First there’s agreeing on your wage when you take a job. We’ve all had that awkward chat in the final round of the interview process: your dream job is almost in sight, and your prospective boss asks about your salary expectations. You slowly utter the beginning of a number, and then, judging by their reaction, add on as much as you can to it. It never ceases to be nerve-wracking.

Then there are the negotiations – and this is where gender bias comes into play. According to one survey, only 16 per cent of women negotiate compensation when a job offer is made. Another study of graduating MBA students found that half of the men had negotiated their job offers as compared to only one eighth of the women.

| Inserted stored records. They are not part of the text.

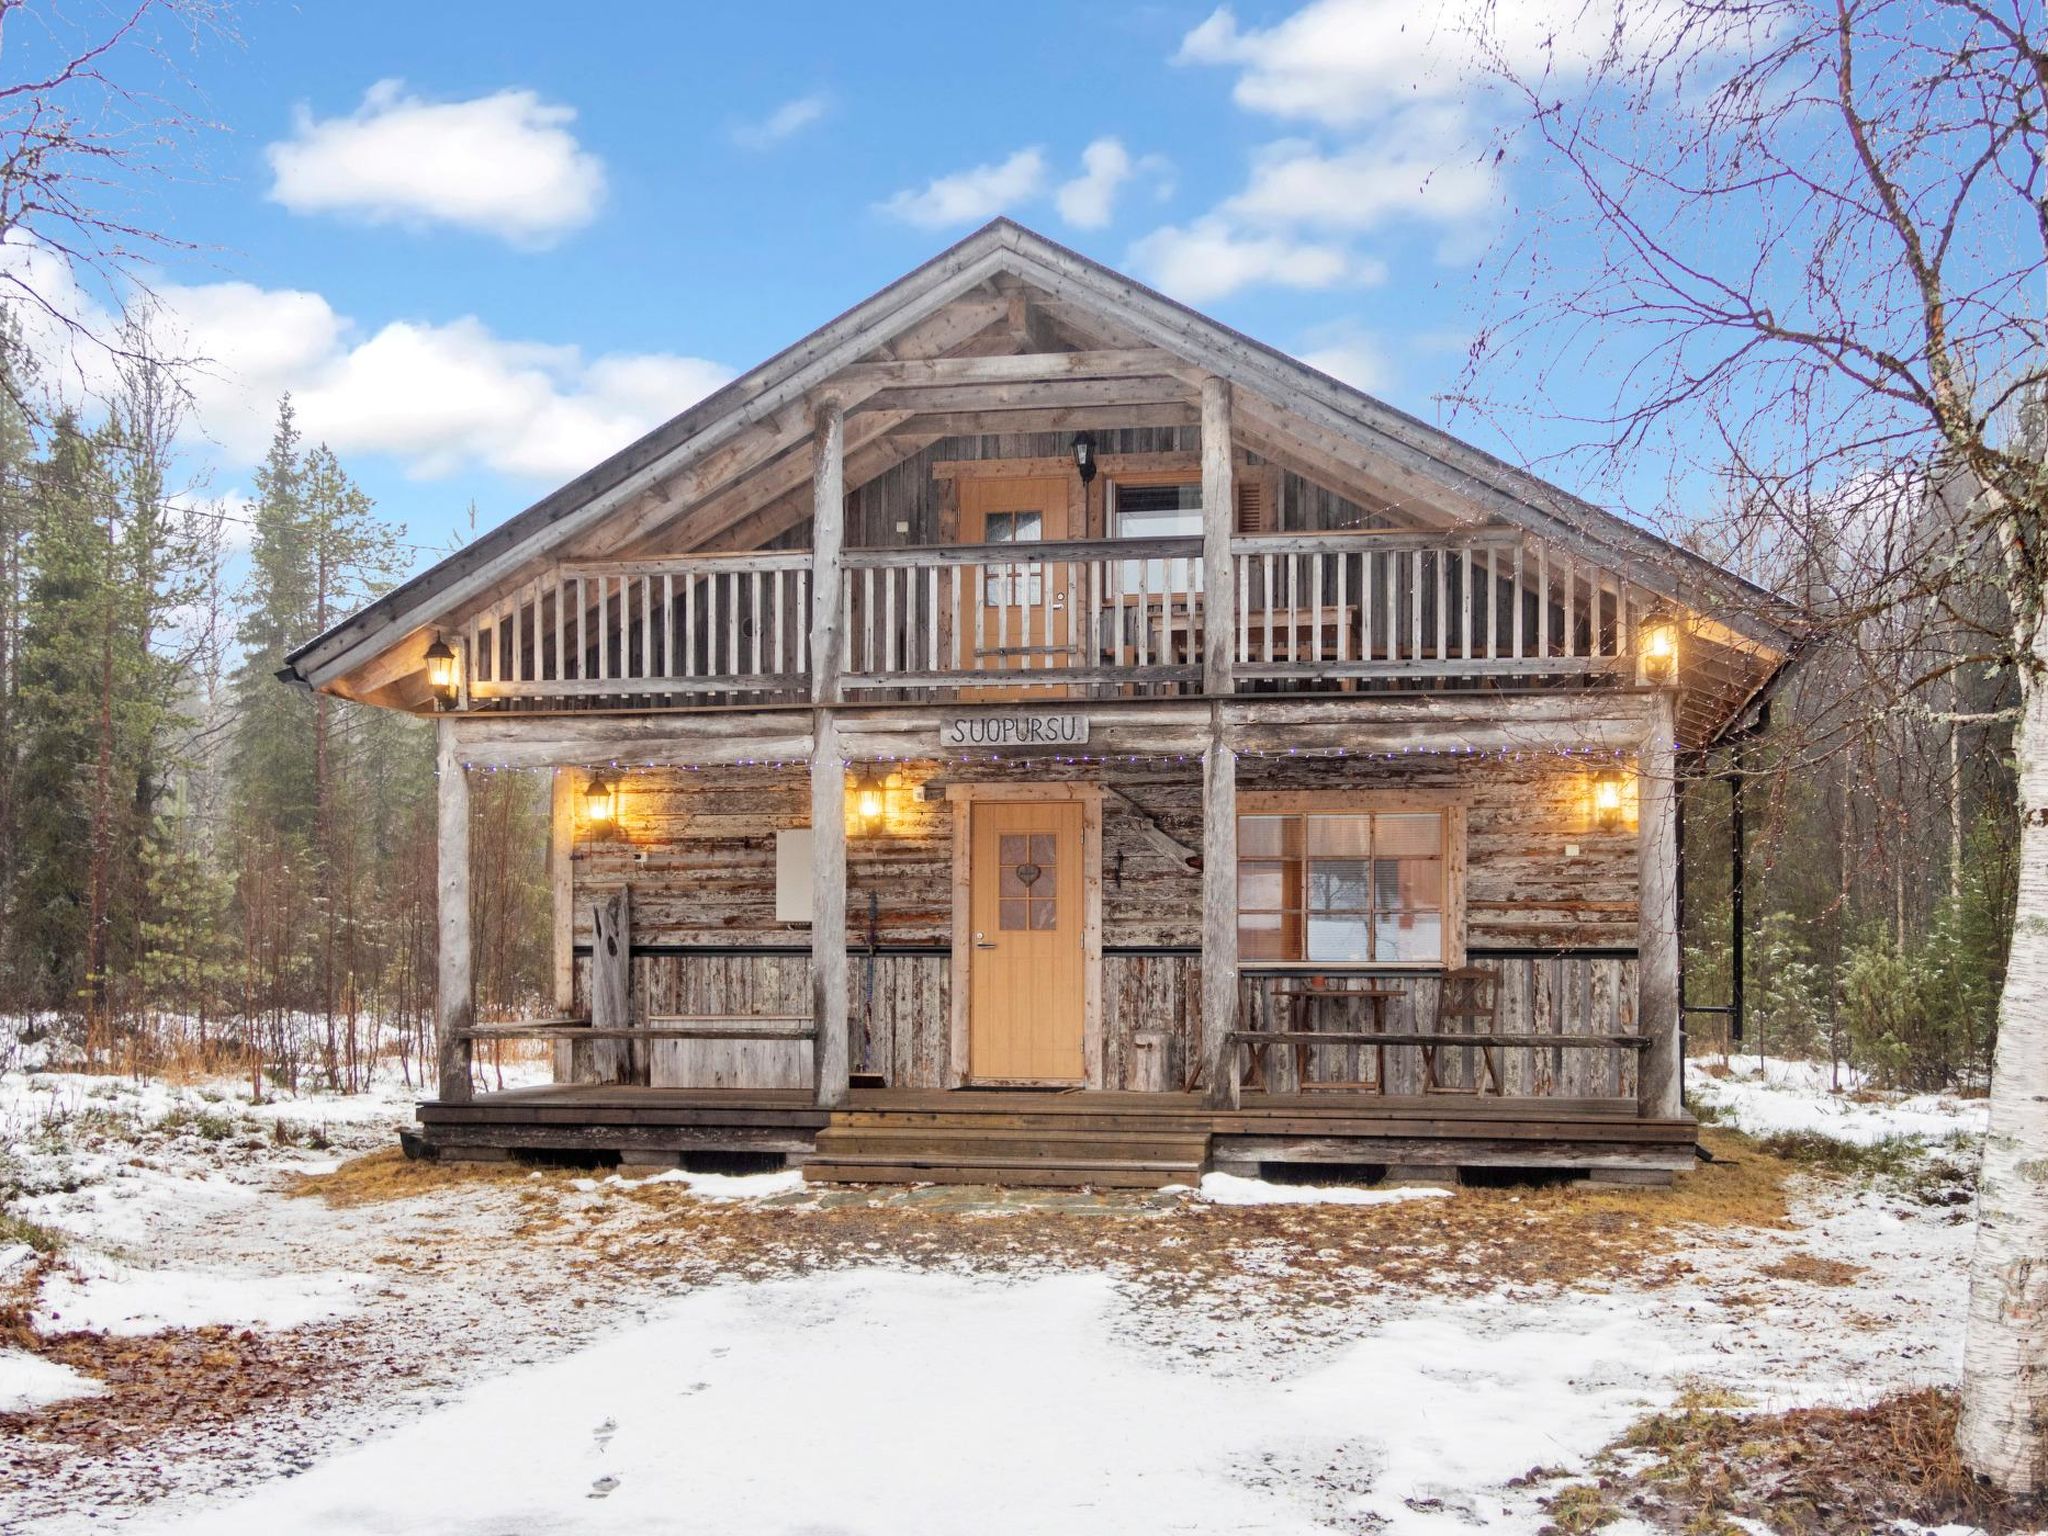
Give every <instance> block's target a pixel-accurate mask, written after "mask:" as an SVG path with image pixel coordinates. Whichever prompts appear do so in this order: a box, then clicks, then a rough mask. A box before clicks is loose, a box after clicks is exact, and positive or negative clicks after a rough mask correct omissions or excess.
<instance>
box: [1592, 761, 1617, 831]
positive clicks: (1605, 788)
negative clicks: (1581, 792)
mask: <svg viewBox="0 0 2048 1536" xmlns="http://www.w3.org/2000/svg"><path fill="white" fill-rule="evenodd" d="M1593 825H1595V827H1599V829H1602V831H1614V829H1616V827H1618V825H1622V776H1620V774H1616V772H1606V774H1593Z"/></svg>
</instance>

The reasons for this are diverse; one study suggests that women try to avoid negative interactions. They correctly intuit that they will be adversely perceived by the person they are negotiating with. In short, their bosses see them as pushy for asking for more money, and bosses are more likely to see that as a negative trait in women.

Another study points to women’s pessimism about their earning potential as a reason for them not asking for more money. Women either don’t believe they deserve more money or believe that asking for it won’t be worth the negative consequences.

Contrary to these claims, however, it’s been found that women do ask for pay rises just as much as men, but are less likely to receive them. The reasons for that are unclear, not least because no manager is going to say outright that they’re motivated by sexism. But it’s undeniable that senior management is more likely to be male, as women continue drop off the career ladder due to child-caring responsibilities. TUC chief Frances O'Grady has said: “I think it’s very hard for women individually to go after a pay rise because male bosses are more likely to tell women ‘no’. They find it easier to tell women ‘no’ than men – we have research which backs this up.”

It’s the existence of such unspoken biases that makes the 1982 ruling which made it illegal for employers to pay women lower salaries than men for doing the same work are so important. They provide women with an equal playing field. There’s comfort in knowing that at least when we begin a job, we start on an equal footing with our male counterparts. Now, women in California are being denied even that.